En 1950 Luis Buñuel estrenó Los olvidados. Solo tres días estuvo en cartelera. El impacto de la realidad que exhibía para la sociedad y el gobierno en turno fue abrumador y violento, tanto que grupos radicales como la “Liga de la decencia” lucharon por expulsar a Buñuel del país. Sin embargo, al año siguiente el Festival de Cannes le otorgó el galardón como mejor director y en 2003 la UNESCO declaró Memoria del Mundo al negativo original en nitrato de celulosa de la película. ¿Por qué la reacción original? Porque nada es más fácil al hombre que olvidar y desconocer su realidad. Así borra el vestigio, incomodidad, escozor, vergüenza y humillación que causarían reconocer el fracaso y la tragedia que padece, rechazando lo evidente, que no es otra cosa que su profunda descomposición humana.

Por eso es inútil declarar que la niñez y adolescencia son la etapa más importante de la vida humana y que el 33% de nuestra población es menor de edad si al mismo tiempo su condena es el olvido, como tampoco sirve a los jóvenes que se abran nuevos lugares en los centros educativos y logren obtener un certificado de estudios si, en caso de que egresen, la falta de oportunidades se estrellará con todo horror y crudeza en su rostro anhelante por empezar a construir una vida propia. Y es que, lamentablemente a 70 años de distancia, enfrentamos una sociopatía mucho peor y nuestros adolescentes, otrora protagonistas buñuelianos, siguen siendo eso: nuestros eternos olvidados y nadie mejor que ellos para reconocer que se sienten segregados, borrados por la sociedad y el Estado. Prueba de ello la movilización universitaria a raíz de la desaparición de Marco Antonio Sánchez Flores, alumno del Plantel 8 de la UNAM, cuya voz y grito unánimes, se suman a los de tantos otros jóvenes que se saben perseguidos, desoídos, repudiados, temidos, lo que nos habla de una sociedad en profunda crisis.
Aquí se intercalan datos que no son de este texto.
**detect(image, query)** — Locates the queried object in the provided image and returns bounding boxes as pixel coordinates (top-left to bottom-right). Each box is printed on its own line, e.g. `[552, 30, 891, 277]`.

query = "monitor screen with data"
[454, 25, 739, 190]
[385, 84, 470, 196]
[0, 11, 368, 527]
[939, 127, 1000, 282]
Crisis porque anticipa que nunca se respetará la presunción de inocencia, porque ser jóvenes constituye la mayor vulnerabilidad, para lo cual serán letra muerta todas las convenciones internacionales signadas, las disposiciones constitucionales y los protocoles vigentes. Sí, crisis extendida en todos los órdenes porque nace en el seno familiar, en la pareja, en la transmisión de valores y en los proyectos de desarrollo humano hasta llegar al poder, la sociedad en pleno, la existencia misma. Crisis que agudiza la desintegración social que enfrentamos y para la que no tenemos cura.
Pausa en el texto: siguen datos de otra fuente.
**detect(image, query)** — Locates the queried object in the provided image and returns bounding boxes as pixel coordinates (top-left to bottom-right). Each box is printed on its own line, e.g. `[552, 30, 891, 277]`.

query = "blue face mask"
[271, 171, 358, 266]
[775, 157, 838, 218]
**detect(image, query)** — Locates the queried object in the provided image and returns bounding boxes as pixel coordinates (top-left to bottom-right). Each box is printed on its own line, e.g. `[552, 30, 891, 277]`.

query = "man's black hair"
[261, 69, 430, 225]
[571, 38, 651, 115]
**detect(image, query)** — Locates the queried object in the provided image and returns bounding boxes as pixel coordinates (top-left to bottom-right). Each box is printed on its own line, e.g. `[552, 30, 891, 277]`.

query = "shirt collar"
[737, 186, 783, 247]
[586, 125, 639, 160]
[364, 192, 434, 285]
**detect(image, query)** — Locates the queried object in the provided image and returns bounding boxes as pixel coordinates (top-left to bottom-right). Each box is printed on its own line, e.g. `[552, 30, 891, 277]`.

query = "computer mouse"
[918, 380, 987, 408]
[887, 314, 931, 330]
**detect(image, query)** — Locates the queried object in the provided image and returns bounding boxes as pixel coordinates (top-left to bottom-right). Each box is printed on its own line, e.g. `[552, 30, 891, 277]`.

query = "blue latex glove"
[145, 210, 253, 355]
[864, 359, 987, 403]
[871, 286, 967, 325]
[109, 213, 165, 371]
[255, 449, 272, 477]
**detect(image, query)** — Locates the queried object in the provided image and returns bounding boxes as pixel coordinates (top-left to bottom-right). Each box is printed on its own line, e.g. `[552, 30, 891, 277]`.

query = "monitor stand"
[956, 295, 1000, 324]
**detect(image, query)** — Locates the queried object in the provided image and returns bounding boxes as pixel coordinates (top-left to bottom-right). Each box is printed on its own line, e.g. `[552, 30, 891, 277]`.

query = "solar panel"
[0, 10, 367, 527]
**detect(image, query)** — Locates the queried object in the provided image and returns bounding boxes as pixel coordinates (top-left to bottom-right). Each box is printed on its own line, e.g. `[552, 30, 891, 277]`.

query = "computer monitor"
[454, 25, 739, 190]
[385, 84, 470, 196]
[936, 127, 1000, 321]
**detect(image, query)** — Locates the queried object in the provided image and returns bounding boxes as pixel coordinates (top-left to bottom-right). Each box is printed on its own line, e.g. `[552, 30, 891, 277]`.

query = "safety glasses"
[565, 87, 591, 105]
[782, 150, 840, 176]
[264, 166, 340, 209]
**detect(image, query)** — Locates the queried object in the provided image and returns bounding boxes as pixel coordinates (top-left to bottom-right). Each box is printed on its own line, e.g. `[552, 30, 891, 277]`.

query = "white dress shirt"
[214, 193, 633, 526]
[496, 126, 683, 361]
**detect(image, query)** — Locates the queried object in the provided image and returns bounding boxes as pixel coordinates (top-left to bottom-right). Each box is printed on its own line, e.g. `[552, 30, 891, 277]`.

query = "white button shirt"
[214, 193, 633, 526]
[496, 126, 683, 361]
Ninis, millennials, centennials, generación Z, así nos referimos a ellos, inventando nuevas y cada vez más absurdas y estridentes categorías, pero ¿cuándo con seriedad erradicaremos todos los peligros que les rodean: marginación, explotación, alcohol, drogas, sexo, reclutamiento y desaparición forzados, criminalidad y violencia de todo tipo? Hoy en día diversos organismos públicos y privados como la CNDH y la UNICEF reconocen que en la última década han sido asesinados casi 22 mil menores de edad –actualmente 4 al día-, 70% por arma de fuego, siendo el grupo más vulnerable el de 15 a 17 años -84% de los cuales era del género masculino, cuya tasa se ha triplicado en el último lustro-, y los estados con mayor índice Chihuahua, Estado de México, Guerrero, Sinaloa y Ciudad de México, lo que ubica a México en el quinto lugar de los países con mayor tasa de muertes entre 14 y 17 años de edad.

La vida es dura. Amarga y pesa, dijo Rubén Darío, pero más para la juventud.